絶対的恋愛境界線〜当て馬だってハピエン希望です!〜

「まさか……」
「うん……そのまさかなんだよね……」
「……それはまた大胆な」
「だよね……私もそう思う」
「で、松重さんの言う通り、気持ちは変わったの?」

 徳香は頬を赤く染めながら小さく頷く。

「じゃあそれを伝えないとね。
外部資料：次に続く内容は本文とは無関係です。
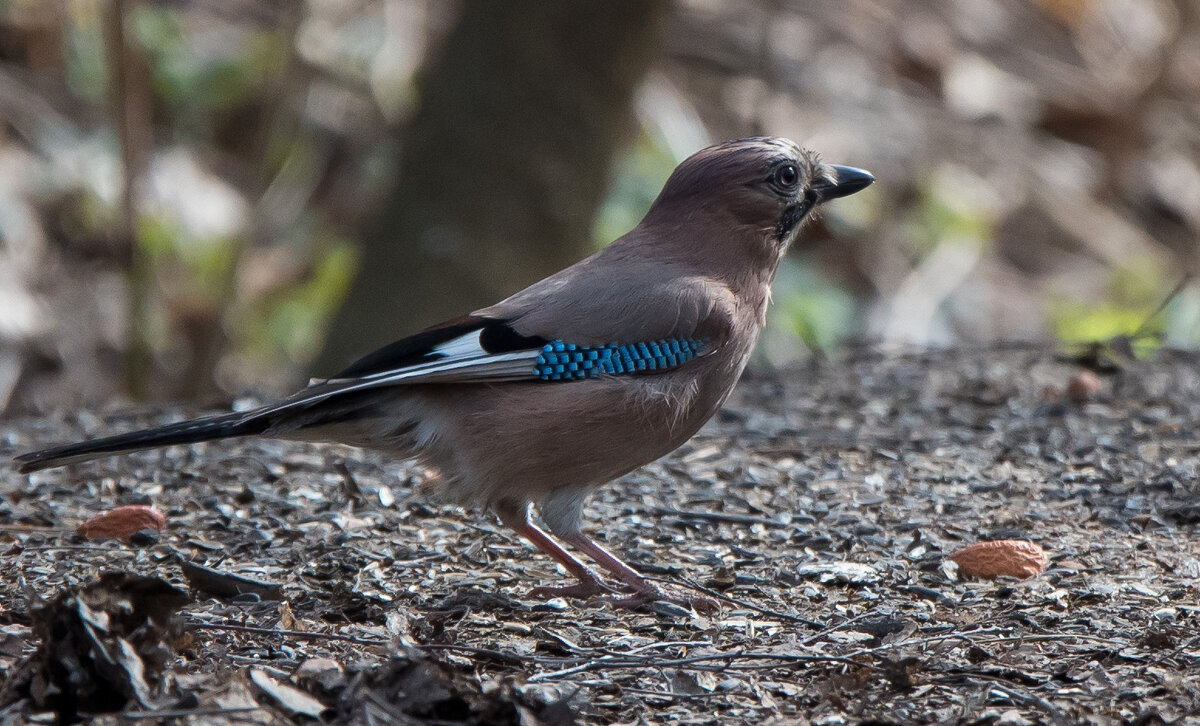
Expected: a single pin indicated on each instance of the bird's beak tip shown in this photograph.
(849, 181)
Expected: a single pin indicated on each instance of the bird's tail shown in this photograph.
(184, 432)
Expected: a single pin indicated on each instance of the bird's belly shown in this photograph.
(523, 441)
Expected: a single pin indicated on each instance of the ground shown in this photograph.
(820, 507)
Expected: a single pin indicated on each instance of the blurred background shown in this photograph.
(204, 197)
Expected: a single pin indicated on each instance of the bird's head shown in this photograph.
(756, 191)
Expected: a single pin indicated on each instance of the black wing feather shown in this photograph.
(496, 336)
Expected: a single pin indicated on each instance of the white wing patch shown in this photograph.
(463, 360)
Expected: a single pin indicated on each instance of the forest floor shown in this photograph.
(820, 507)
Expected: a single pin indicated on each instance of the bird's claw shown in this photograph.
(627, 597)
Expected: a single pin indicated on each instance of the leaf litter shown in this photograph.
(820, 507)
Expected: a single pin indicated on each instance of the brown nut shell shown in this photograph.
(1012, 558)
(123, 522)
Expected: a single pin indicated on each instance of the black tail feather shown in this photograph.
(184, 432)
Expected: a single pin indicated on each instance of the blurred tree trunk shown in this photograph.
(503, 165)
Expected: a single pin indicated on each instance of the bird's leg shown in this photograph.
(589, 582)
(643, 591)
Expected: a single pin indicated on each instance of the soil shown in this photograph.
(312, 581)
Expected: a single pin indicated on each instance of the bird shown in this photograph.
(575, 381)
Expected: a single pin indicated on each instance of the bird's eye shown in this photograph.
(786, 177)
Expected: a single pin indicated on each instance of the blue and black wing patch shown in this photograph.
(567, 361)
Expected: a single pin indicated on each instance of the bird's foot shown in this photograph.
(649, 593)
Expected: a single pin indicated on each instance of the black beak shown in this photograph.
(847, 181)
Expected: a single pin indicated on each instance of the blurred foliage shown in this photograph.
(1131, 309)
(1038, 169)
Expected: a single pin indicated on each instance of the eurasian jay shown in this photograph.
(576, 379)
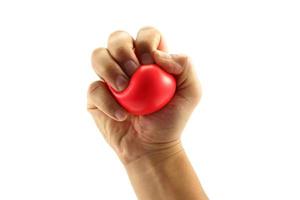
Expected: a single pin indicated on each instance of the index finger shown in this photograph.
(148, 40)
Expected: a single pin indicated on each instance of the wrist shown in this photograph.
(152, 159)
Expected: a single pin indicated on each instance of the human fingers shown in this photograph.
(147, 41)
(121, 47)
(100, 98)
(108, 69)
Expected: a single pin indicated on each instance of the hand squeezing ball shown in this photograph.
(149, 89)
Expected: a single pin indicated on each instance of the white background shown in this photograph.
(243, 138)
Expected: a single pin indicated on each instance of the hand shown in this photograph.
(131, 136)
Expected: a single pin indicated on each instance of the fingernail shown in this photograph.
(121, 115)
(130, 67)
(163, 54)
(146, 59)
(121, 83)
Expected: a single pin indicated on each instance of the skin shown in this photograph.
(149, 146)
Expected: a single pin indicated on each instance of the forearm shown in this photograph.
(165, 175)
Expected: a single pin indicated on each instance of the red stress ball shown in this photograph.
(150, 88)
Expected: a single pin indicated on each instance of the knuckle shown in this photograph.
(118, 35)
(148, 29)
(98, 53)
(93, 87)
(121, 51)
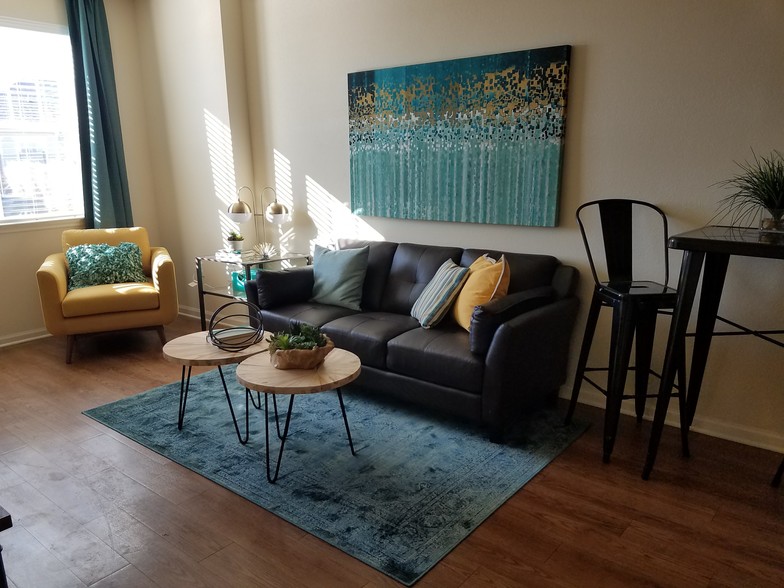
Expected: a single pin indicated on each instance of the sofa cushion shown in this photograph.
(379, 264)
(282, 318)
(338, 276)
(488, 279)
(413, 266)
(439, 294)
(366, 334)
(440, 356)
(282, 287)
(95, 264)
(527, 270)
(487, 318)
(92, 300)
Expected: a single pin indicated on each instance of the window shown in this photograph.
(40, 168)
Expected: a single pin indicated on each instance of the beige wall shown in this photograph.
(663, 98)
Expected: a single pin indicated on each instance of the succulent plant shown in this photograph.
(301, 336)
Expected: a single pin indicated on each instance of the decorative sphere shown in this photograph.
(227, 330)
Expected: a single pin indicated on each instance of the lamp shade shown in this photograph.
(277, 213)
(240, 212)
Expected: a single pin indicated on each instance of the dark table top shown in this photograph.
(730, 241)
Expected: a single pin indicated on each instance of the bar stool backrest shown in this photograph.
(626, 240)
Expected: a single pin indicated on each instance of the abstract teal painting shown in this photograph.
(476, 140)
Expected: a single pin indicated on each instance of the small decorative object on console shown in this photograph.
(304, 347)
(225, 332)
(235, 240)
(265, 250)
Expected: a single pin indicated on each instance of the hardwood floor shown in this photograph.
(92, 508)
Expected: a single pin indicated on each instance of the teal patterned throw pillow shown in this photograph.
(92, 265)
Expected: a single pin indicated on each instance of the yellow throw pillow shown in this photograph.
(487, 280)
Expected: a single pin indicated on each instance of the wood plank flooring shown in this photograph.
(92, 508)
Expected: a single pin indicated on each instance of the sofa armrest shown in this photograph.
(52, 279)
(165, 281)
(527, 360)
(488, 317)
(273, 288)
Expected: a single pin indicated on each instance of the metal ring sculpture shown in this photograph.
(225, 334)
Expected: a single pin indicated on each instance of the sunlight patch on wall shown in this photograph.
(333, 219)
(222, 165)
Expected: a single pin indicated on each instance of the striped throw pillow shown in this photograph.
(439, 294)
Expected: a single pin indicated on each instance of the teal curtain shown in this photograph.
(107, 200)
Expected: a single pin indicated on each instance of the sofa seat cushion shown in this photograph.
(367, 334)
(106, 298)
(282, 318)
(438, 355)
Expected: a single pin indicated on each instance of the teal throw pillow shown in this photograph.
(338, 276)
(93, 265)
(439, 294)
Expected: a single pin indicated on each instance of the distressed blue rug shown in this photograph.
(418, 485)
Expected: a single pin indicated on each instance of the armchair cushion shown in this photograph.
(98, 264)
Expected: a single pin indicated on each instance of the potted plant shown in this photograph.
(235, 240)
(303, 347)
(758, 190)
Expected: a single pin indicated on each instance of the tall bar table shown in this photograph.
(712, 247)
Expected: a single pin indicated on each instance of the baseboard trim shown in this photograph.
(753, 436)
(23, 337)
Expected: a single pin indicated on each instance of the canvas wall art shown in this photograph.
(477, 140)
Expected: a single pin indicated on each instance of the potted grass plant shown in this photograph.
(757, 193)
(304, 347)
(235, 240)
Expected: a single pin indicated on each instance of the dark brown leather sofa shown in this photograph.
(514, 359)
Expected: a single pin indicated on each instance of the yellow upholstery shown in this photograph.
(110, 307)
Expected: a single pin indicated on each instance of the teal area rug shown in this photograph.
(418, 485)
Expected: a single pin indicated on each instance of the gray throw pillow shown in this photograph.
(338, 276)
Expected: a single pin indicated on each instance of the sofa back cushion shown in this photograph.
(379, 264)
(527, 270)
(413, 266)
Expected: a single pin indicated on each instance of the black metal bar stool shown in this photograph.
(5, 523)
(635, 304)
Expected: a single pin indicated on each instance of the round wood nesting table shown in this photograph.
(339, 368)
(195, 349)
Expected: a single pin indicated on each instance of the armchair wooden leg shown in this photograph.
(161, 334)
(70, 343)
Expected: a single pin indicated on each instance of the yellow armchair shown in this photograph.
(107, 307)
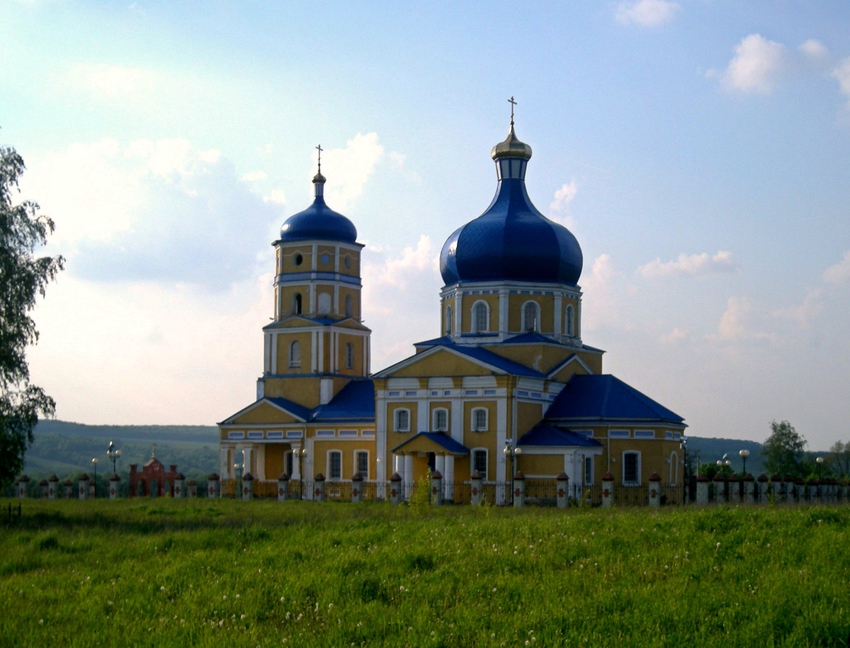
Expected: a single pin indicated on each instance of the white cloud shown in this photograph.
(646, 13)
(675, 336)
(693, 264)
(842, 74)
(758, 67)
(348, 169)
(741, 322)
(153, 211)
(112, 81)
(840, 272)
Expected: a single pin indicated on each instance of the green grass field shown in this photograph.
(225, 573)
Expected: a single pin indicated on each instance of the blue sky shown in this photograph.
(698, 150)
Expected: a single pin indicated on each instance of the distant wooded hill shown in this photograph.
(66, 449)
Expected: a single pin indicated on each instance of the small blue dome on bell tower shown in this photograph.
(318, 221)
(511, 240)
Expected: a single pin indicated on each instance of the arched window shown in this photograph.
(441, 420)
(402, 420)
(631, 468)
(334, 465)
(479, 462)
(295, 354)
(479, 419)
(324, 303)
(530, 317)
(480, 317)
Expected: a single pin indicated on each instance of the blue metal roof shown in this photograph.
(355, 401)
(293, 408)
(548, 435)
(511, 240)
(441, 439)
(606, 397)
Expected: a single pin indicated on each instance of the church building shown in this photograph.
(509, 385)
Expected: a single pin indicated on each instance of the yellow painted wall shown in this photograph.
(284, 343)
(469, 301)
(289, 254)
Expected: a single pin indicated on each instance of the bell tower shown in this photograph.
(316, 342)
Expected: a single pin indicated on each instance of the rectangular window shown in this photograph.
(335, 464)
(362, 462)
(402, 420)
(631, 468)
(479, 463)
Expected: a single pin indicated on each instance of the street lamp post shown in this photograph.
(301, 453)
(94, 488)
(744, 454)
(237, 482)
(511, 453)
(114, 454)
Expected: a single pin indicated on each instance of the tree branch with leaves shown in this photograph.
(23, 277)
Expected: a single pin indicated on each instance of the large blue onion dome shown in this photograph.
(512, 240)
(318, 221)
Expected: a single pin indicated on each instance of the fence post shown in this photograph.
(702, 490)
(563, 490)
(475, 488)
(762, 490)
(357, 488)
(790, 494)
(83, 490)
(436, 488)
(22, 486)
(179, 486)
(519, 490)
(748, 488)
(53, 487)
(319, 488)
(213, 486)
(654, 490)
(283, 487)
(114, 482)
(607, 490)
(247, 487)
(395, 489)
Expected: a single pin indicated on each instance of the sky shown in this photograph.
(699, 150)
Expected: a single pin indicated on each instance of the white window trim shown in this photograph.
(363, 474)
(472, 454)
(396, 426)
(623, 458)
(479, 428)
(588, 474)
(537, 312)
(293, 361)
(434, 426)
(328, 459)
(473, 327)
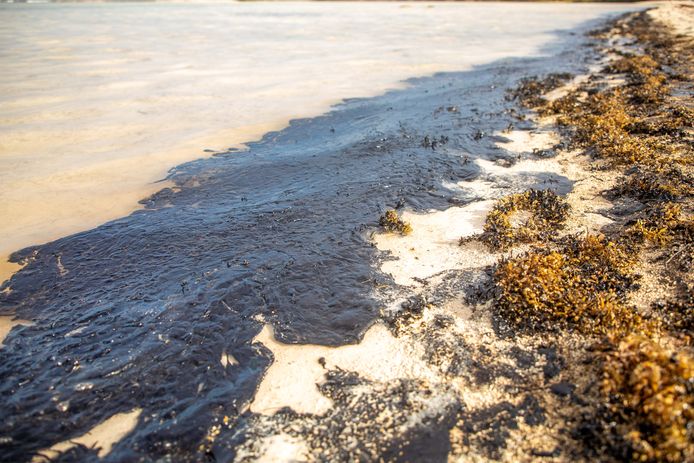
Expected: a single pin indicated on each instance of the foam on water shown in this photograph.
(98, 101)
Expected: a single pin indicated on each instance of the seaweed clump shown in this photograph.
(651, 400)
(659, 227)
(581, 286)
(523, 218)
(391, 222)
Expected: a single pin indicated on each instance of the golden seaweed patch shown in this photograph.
(651, 399)
(523, 218)
(581, 286)
(391, 222)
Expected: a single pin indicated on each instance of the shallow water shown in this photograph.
(137, 313)
(98, 101)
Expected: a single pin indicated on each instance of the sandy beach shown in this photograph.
(491, 263)
(93, 117)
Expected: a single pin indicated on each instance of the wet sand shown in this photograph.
(92, 117)
(196, 309)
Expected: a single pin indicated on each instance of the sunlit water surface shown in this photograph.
(98, 101)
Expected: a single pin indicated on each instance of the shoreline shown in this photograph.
(77, 165)
(439, 374)
(420, 263)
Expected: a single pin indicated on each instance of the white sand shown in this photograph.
(291, 379)
(97, 101)
(282, 448)
(432, 246)
(676, 14)
(104, 435)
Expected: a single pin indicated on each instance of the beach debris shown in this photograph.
(522, 218)
(651, 400)
(391, 222)
(582, 286)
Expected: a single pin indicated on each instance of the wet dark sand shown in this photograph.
(137, 313)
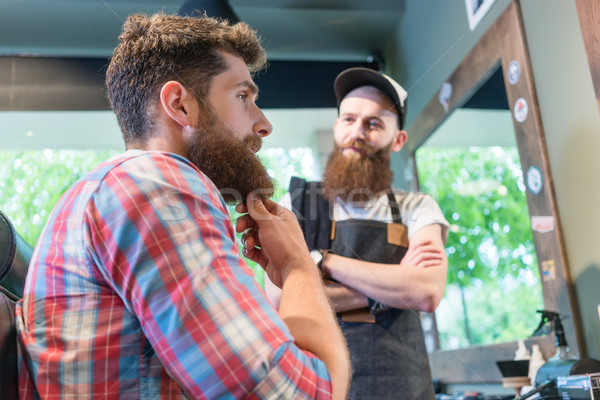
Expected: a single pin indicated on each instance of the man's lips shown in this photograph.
(353, 149)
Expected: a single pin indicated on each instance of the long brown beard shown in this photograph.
(228, 161)
(357, 179)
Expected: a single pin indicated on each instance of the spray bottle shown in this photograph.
(560, 342)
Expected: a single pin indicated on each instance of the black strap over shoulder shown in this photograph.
(313, 212)
(395, 208)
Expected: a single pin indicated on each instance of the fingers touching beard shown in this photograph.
(357, 178)
(229, 162)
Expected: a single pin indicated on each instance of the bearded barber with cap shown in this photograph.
(380, 250)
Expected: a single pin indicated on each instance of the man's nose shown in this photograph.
(262, 127)
(357, 130)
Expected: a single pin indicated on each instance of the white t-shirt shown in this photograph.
(416, 211)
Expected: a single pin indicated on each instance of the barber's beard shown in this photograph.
(228, 161)
(357, 178)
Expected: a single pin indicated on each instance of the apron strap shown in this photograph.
(395, 208)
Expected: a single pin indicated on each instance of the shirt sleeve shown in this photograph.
(420, 210)
(161, 235)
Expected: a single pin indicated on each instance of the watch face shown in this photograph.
(317, 256)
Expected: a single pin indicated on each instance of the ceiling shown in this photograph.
(292, 31)
(338, 30)
(300, 33)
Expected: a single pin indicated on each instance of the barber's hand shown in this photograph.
(272, 237)
(424, 254)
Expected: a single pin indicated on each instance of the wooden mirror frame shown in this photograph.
(503, 44)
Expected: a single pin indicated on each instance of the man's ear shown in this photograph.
(177, 102)
(399, 141)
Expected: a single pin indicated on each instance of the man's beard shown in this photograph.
(228, 161)
(357, 179)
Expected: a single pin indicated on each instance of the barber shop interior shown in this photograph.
(300, 199)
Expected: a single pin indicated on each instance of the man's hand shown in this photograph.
(271, 237)
(424, 254)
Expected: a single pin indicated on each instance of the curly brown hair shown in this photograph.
(155, 49)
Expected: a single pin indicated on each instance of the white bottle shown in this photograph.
(536, 361)
(522, 353)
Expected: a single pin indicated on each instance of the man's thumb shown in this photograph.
(256, 207)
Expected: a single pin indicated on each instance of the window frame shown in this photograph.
(502, 44)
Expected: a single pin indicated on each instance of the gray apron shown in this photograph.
(389, 357)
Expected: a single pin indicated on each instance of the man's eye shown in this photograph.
(375, 124)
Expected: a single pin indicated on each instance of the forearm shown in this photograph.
(406, 286)
(343, 298)
(307, 313)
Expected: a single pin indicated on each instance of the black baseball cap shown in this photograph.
(353, 78)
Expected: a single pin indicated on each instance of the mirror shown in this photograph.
(501, 55)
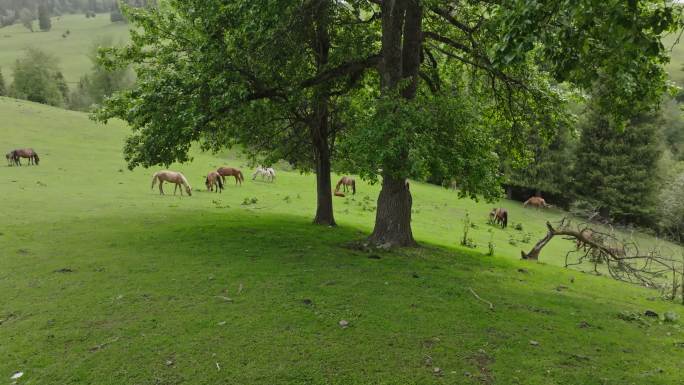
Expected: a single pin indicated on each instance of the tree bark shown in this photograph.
(393, 215)
(324, 208)
(401, 47)
(320, 129)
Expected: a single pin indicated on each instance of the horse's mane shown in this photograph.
(184, 179)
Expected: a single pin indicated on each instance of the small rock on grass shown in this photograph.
(671, 316)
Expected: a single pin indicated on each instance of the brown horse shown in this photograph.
(172, 177)
(499, 216)
(214, 179)
(11, 159)
(25, 153)
(344, 182)
(230, 171)
(537, 202)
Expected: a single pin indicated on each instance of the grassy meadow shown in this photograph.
(104, 281)
(72, 51)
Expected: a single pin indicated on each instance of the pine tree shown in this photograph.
(550, 169)
(44, 18)
(617, 170)
(116, 15)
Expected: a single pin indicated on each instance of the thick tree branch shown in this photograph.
(452, 20)
(446, 40)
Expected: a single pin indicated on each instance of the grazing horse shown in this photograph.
(265, 172)
(230, 171)
(344, 182)
(214, 179)
(172, 177)
(499, 216)
(537, 202)
(11, 159)
(26, 153)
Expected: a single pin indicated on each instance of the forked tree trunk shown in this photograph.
(401, 47)
(324, 211)
(320, 124)
(393, 215)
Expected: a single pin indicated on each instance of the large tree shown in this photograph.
(617, 170)
(252, 71)
(573, 41)
(270, 76)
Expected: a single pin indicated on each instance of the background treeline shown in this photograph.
(38, 78)
(631, 176)
(14, 11)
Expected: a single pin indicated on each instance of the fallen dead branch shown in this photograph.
(621, 259)
(491, 305)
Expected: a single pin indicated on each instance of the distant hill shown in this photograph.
(72, 50)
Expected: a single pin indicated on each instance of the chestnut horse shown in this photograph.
(537, 202)
(25, 153)
(213, 179)
(230, 171)
(499, 216)
(172, 177)
(344, 182)
(265, 172)
(11, 160)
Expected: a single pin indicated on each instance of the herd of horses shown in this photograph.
(14, 157)
(215, 181)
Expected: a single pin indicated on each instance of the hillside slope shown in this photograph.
(71, 51)
(104, 281)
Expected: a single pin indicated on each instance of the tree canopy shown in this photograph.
(407, 88)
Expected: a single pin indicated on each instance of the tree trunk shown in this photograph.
(401, 48)
(320, 129)
(324, 211)
(393, 215)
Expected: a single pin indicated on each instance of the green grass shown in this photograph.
(143, 301)
(72, 52)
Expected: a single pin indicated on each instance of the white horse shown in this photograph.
(172, 177)
(265, 172)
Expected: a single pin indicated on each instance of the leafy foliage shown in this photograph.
(618, 170)
(3, 88)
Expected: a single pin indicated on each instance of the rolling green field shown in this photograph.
(104, 281)
(71, 52)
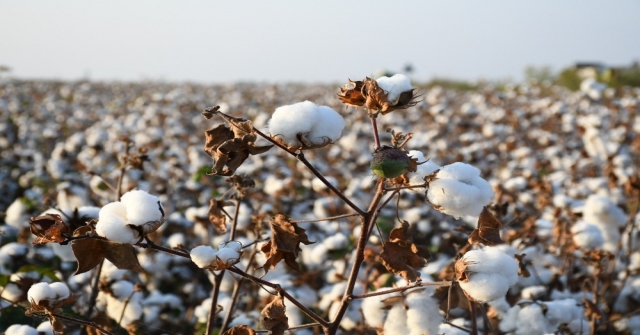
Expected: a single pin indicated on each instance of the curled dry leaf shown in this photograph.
(231, 146)
(274, 318)
(216, 216)
(401, 256)
(284, 243)
(91, 251)
(48, 228)
(240, 330)
(488, 231)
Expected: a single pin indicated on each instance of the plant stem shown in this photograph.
(400, 289)
(82, 322)
(368, 221)
(315, 317)
(211, 323)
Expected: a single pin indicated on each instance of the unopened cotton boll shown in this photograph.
(458, 190)
(142, 207)
(203, 256)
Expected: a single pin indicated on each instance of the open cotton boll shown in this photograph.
(61, 290)
(328, 126)
(115, 229)
(142, 207)
(290, 120)
(203, 256)
(587, 235)
(40, 291)
(459, 191)
(394, 86)
(489, 273)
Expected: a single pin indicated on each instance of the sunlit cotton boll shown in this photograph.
(490, 273)
(394, 86)
(142, 207)
(321, 125)
(459, 190)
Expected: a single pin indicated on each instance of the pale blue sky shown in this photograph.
(319, 41)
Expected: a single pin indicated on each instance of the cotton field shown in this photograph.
(520, 215)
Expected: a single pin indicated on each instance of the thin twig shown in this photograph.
(401, 289)
(327, 218)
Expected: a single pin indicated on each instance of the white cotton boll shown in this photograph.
(176, 240)
(61, 290)
(142, 207)
(459, 191)
(39, 292)
(318, 186)
(21, 330)
(336, 242)
(394, 86)
(115, 229)
(114, 208)
(396, 322)
(327, 128)
(43, 329)
(587, 236)
(203, 256)
(228, 255)
(290, 120)
(423, 315)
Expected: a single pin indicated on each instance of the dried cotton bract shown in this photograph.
(305, 125)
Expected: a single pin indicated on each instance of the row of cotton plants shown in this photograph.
(378, 207)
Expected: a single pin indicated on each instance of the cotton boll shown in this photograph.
(289, 121)
(587, 236)
(394, 86)
(142, 207)
(336, 242)
(115, 229)
(396, 322)
(423, 315)
(203, 256)
(228, 255)
(459, 190)
(40, 291)
(61, 290)
(327, 128)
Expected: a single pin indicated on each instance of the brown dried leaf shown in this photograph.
(488, 231)
(401, 256)
(240, 330)
(48, 228)
(216, 216)
(91, 251)
(284, 243)
(274, 318)
(230, 147)
(522, 265)
(351, 94)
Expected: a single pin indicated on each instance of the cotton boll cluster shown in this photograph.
(486, 274)
(227, 254)
(458, 190)
(137, 208)
(306, 125)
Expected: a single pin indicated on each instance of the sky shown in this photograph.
(310, 41)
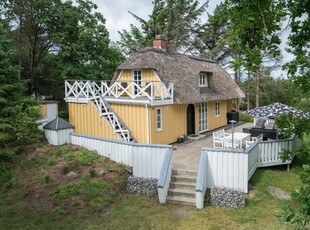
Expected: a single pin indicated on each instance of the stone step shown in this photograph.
(182, 193)
(183, 185)
(183, 178)
(181, 200)
(184, 172)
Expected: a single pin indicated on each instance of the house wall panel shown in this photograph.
(148, 75)
(174, 123)
(216, 121)
(87, 120)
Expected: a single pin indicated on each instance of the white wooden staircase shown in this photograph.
(114, 121)
(182, 187)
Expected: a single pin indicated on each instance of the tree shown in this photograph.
(213, 39)
(298, 40)
(69, 38)
(177, 21)
(18, 113)
(255, 26)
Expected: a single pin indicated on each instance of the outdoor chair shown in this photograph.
(218, 138)
(254, 139)
(228, 143)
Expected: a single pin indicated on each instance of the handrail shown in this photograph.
(201, 183)
(165, 177)
(152, 90)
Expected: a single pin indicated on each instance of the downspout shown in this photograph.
(147, 125)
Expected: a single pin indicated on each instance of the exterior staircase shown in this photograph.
(109, 115)
(182, 187)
松重さんは徳香からの返事を待ってるはずだから」
「でもさ……この間まで笹原さんが好きって言ってたのに、今は……信久が好きだなんて……そんなのっておかしくない? なんか自分の気持ちが……なんて言うか、ちょっと無責任な感じがして受け入れ難いんだよね」
「そうかな? 私はそうは思わないよ。きっと笹原さんより松重さんの方が良い男だったと気付いただけじゃない? 近くにいすぎてわからなかっただけだよ。それとも……かなりの床上手だったとか?」

 すると突然、徳香が両手で顔を隠してテーブルに突っ伏した。

「……あら、そんなに上手だったんだ?」
「……内緒」
「はいはい。じゃあそのことも松重さんに伝えてあげな。絶対に喜ぶから」
「……今からでも遅くないかな?」
「むしろ待ってると思うよ。そのために徳香を抱いたんでしょ?」

 雪乃の言葉に、徳香は少し勇気をもらえた。

 そうよ、壁を越えるために体を繋げたんだもの。じゃないとあの夜の意味がなくなってしまう。

 次のサークルには来るだろうか。その時にちゃんと気持ちを伝えよう。信久がいなくなるなんて耐えられないーーあなたが一番大切なんだっていうことを、きちんと信久に伝えたかった。